La décision d'Alexandre Loukachenko renforce le message répété selon lequel la vague de manifestations est menée par l'Occident, alors qu'elle fait face à de sévères critiques de l'Union européenne et des États-Unis.

"Nous sommes obligés de retirer nos troupes de la rue, de mettre l'armée en état d'alerte et de fermer les frontières à l'ouest, principalement avec la Lituanie et la Pologne", a déclaré Loukachenko, lors d'un forum officiel des femmes organisé à Minsk.

Loukachenko a également déclaré que la frontière biélorusse avec l'Ukraine serait renforcée.

«Je ne veux pas que mon pays soit en guerre. De plus, je ne veux pas que la Biélorussie, la Pologne et la Lituanie deviennent un théâtre d'opérations militaires dans lequel nos problèmes ne seront pas résolus », a-t-il déclaré.

"Donc, à partir de maintenant, devant cette salle du peuple la plus belle, la plus avancée et la plus patriotique, je veux faire appel au peuple de Lituanie, de Pologne et d'Ukraine: arrêtez vos politiciens fous, ne laissez pas la guerre commencer", at-il dit.

Loukachenko n'a pas mentionné la Lettonie voisine, qui, comme la Pologne et la Lituanie, est membre de l'Organisation du Traité de l'Atlantique Nord (OTAN).

Lors du même forum, Loukachenko a déclaré que la Biélorussie n'avait besoin d'aucun pays pour reconnaître ses élections, en réponse à la résolution du Parlement européen, qui n'accepte pas les résultats des élections présidentielles du 9 août, que Loukachenko a remportées avec 80% des voix et que a déclenché une vague de protestations.

«Nous organisons des élections conformément à la constitution et aux lois de notre pays et nous n'avons besoin de la reconnaissance de personne. Les élections ont eu lieu et sont légitimes », a-t-il déclaré, selon l'agence BELTA.

Lors de la session d'aujourd'hui, le Parlement européen a convenu qu'il ne reconnaîtrait pas Loukachenko comme président à la fin du mandat actuel, le 5 novembre, après des élections qui "violent toutes les normes internationales" et a demandé à l'Union européenne d'imposer des sanctions au président.

«Je jure qu'il n'y a pas eu de mensonge aux élections.
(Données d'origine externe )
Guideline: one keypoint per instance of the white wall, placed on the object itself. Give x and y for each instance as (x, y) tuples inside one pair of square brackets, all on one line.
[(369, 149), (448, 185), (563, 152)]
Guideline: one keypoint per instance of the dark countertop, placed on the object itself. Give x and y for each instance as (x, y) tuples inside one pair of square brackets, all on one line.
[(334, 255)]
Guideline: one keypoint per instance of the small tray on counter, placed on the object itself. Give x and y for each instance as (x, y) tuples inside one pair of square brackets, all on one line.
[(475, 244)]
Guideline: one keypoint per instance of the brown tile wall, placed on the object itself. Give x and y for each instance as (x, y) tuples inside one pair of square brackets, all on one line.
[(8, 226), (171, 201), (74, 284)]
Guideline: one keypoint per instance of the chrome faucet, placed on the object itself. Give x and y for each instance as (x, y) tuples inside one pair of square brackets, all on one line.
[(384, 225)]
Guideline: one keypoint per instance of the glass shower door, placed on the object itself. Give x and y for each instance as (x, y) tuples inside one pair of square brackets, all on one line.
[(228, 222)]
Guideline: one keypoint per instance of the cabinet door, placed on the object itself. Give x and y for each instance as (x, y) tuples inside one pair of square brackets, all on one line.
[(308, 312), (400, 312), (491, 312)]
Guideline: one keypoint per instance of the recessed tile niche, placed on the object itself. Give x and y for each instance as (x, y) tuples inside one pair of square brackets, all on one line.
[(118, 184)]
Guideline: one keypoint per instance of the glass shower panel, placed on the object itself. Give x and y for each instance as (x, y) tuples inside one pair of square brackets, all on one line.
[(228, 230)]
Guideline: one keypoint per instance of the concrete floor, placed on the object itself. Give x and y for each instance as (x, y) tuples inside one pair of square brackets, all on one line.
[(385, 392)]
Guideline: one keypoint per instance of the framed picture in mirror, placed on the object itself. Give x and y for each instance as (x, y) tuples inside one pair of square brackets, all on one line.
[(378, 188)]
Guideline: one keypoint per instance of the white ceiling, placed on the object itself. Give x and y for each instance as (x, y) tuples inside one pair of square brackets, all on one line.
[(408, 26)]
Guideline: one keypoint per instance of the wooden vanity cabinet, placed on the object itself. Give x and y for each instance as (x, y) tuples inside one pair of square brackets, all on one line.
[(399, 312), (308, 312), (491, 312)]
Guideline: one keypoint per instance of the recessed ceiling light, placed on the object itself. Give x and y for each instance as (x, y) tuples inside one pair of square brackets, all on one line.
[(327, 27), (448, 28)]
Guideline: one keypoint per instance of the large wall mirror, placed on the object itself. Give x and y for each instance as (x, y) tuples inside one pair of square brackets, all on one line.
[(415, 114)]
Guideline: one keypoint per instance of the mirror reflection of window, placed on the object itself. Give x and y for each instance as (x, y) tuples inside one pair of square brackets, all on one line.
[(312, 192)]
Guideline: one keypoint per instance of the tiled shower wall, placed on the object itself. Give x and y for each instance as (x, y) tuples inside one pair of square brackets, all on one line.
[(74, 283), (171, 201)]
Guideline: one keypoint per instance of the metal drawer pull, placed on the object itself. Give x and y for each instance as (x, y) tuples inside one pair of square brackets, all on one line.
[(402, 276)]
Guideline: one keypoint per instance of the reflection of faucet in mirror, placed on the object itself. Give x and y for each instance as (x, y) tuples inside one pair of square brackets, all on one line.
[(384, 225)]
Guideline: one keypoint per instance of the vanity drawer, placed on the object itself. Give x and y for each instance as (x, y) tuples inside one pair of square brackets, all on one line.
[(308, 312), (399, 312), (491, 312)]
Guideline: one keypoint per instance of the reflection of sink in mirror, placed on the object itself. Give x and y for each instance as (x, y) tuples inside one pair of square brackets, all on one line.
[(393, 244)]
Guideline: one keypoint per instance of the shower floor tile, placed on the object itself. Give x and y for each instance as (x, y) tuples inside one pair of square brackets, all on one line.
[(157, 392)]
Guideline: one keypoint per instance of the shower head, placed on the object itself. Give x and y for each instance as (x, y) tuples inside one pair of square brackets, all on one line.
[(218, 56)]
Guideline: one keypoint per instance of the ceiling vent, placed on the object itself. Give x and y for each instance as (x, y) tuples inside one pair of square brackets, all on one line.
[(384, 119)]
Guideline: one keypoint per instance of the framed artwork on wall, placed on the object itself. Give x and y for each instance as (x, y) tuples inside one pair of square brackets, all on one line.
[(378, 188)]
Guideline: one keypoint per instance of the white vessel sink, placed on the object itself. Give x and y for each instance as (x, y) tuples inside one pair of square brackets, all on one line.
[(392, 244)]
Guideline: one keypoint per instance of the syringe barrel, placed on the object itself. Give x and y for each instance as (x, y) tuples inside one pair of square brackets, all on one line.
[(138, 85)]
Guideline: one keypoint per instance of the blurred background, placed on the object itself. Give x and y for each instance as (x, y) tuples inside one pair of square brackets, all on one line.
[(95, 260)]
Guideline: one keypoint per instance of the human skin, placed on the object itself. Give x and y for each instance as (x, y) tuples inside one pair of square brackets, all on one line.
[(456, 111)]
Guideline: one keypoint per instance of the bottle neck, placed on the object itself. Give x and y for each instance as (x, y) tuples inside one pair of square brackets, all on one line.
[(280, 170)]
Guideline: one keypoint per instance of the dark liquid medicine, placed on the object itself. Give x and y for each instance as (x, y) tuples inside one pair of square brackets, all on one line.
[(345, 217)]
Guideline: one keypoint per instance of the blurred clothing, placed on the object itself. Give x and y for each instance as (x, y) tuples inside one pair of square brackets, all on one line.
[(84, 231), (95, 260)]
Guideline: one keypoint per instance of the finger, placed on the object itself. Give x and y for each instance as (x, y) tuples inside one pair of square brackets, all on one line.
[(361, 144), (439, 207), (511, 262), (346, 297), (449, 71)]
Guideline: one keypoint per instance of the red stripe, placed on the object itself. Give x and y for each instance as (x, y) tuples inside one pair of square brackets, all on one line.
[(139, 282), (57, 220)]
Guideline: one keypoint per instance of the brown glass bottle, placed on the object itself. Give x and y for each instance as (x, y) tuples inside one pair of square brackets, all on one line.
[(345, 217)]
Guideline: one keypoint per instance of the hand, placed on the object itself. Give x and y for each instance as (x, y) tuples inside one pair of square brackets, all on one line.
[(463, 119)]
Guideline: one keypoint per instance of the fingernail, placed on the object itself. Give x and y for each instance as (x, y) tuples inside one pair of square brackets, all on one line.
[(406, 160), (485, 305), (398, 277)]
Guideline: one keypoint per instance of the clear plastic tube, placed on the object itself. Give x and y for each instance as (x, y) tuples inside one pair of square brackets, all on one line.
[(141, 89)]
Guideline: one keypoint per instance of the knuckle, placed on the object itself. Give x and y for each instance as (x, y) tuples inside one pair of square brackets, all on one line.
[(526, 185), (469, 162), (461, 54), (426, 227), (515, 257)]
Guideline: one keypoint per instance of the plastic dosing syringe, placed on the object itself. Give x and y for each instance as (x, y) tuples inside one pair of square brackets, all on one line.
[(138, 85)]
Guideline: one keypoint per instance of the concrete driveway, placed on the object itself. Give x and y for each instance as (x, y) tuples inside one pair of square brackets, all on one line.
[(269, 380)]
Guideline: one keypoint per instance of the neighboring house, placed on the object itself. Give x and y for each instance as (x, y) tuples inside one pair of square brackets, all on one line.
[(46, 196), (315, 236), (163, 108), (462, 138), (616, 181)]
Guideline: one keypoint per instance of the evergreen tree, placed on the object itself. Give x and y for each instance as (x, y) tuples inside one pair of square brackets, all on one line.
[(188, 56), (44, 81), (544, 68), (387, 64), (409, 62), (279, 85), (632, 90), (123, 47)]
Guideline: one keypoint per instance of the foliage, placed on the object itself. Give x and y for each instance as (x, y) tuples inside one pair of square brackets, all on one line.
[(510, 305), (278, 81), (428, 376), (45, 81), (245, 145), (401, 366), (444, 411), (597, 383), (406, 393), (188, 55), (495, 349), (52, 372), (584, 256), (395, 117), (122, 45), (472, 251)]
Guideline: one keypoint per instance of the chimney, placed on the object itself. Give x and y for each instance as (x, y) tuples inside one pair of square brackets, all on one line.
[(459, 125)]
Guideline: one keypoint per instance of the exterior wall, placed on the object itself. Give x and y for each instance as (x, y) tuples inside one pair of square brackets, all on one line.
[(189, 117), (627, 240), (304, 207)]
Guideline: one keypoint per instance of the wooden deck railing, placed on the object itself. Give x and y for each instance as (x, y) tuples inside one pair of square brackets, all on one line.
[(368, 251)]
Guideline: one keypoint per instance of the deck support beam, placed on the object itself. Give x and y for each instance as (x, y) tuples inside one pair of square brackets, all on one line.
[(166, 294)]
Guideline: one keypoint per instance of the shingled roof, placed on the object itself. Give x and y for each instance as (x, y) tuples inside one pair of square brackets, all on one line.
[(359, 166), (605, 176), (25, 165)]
Il est impossible de simuler 80% des élections », a ajouté Loukachenko.

Aujourd'hui également, le porte-parole du chef de la diplomatie européenne a annoncé que l'opposante biélorusse Svetlana Tikhanovskaia est attendue lundi à Bruxelles pour une réunion avec les ministres des Affaires étrangères de l'Union européenne.

L'opposant a annoncé qu'il préparait une liste des membres des forces de sécurité du régime responsables des violences et des arrestations arbitraires, en vue d'éventuelles poursuites à l'avenir.

Le Bélarus a été le théâtre de plusieurs manifestations depuis le 9 août, date à laquelle Alexandre Loukachenko a remporté un sixième mandat présidentiel, lors d'élections jugées frauduleuses par l'opposition et une partie de la communauté internationale.

Au début des manifestations, la police a arrêté environ 7 000 personnes et en a réprimé des centaines de manière musclée, déclenchant des manifestations internationales et la menace de sanctions.

Les États-Unis, l'Union européenne et plusieurs pays voisins de la Biélorussie ont rejeté la récente victoire électorale de Loukachenko et condamné la répression policière, exhortant Minsk à établir un dialogue avec l'opposition.